Closed rafiyajaved closed 4 years ago
Hi,
We haven't yet used a Transformer-based model as the decoder to generate controlled text. You should be able to use a transformer-based decoder or even a pretrained transformer-based decoder like the GPT-2. Switching the entire Encoder-Decoder network for a Transformer based network might not work great because the vanila Decoder by itself is not a generative model.
Thank you for your response (and also, thank you for your PR adding the text style transfer example to PyTorch!). I had a follow-up question, you said "Switching the entire Encoder-Decoder network for a Transformer based network might not work great because the vanilla Decoder by itself is not a generative model." Could you elaborate what you mean when you say the decoder of a transformer can't be used as a generative model? I thought that presumably you could give the decoder of a Transformer-based network presumably a randomly generated code + previous token and generate new tokens.
You're right.

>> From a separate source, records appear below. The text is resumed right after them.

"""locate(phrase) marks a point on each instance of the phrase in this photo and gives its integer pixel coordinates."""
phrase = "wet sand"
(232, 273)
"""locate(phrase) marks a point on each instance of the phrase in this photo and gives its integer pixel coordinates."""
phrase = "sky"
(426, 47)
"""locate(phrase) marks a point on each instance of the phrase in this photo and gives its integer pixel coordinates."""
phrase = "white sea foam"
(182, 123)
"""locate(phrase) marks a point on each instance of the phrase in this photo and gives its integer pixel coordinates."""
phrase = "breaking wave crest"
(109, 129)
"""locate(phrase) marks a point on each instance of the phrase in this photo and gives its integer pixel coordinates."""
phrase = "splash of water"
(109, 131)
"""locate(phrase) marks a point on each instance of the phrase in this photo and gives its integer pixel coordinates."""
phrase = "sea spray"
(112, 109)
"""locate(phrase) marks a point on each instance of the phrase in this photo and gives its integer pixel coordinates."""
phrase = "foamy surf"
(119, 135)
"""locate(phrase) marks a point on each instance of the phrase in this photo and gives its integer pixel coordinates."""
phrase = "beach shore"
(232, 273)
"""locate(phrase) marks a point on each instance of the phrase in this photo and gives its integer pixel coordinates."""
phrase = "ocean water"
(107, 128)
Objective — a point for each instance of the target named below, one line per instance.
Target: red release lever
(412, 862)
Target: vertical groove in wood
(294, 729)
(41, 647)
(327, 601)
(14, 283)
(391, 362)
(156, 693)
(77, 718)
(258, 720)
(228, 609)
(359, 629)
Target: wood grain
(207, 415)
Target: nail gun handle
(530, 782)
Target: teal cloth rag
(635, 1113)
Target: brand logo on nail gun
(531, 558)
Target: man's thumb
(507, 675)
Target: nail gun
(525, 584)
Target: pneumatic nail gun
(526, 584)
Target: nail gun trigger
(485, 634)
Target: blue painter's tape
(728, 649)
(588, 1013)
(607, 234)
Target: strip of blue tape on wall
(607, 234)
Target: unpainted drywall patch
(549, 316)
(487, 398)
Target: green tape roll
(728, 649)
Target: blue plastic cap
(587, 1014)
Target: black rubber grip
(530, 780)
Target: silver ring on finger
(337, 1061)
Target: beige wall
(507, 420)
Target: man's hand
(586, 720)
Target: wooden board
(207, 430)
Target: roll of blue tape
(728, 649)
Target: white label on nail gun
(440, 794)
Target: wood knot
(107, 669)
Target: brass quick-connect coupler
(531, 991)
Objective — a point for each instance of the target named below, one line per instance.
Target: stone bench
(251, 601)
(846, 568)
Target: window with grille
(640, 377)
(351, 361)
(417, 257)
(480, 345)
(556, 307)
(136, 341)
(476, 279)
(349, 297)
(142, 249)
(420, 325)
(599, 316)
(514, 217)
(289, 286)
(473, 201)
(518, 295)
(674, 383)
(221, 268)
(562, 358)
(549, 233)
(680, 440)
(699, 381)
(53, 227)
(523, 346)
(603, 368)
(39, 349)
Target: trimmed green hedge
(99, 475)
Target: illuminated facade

Sorry, I think you can replace the architecture and use it as a style transfer too. I think there was a paper in IJCAI that used it for story completion. https://www.ijcai.org/proceedings/2019/0727.pdf
Awesome - thank you for this link.
Hey all, this is a bit of a naive question, but I'm using your Controlled Generation of Text/Text Style Transfer code to do some style transfer, and I was wondering if some of the generated text would improve if the repo was using a Transformer-based model as the decoder. Have you already tried this, and if so, were there any difficulties or unexpected issues with that approach?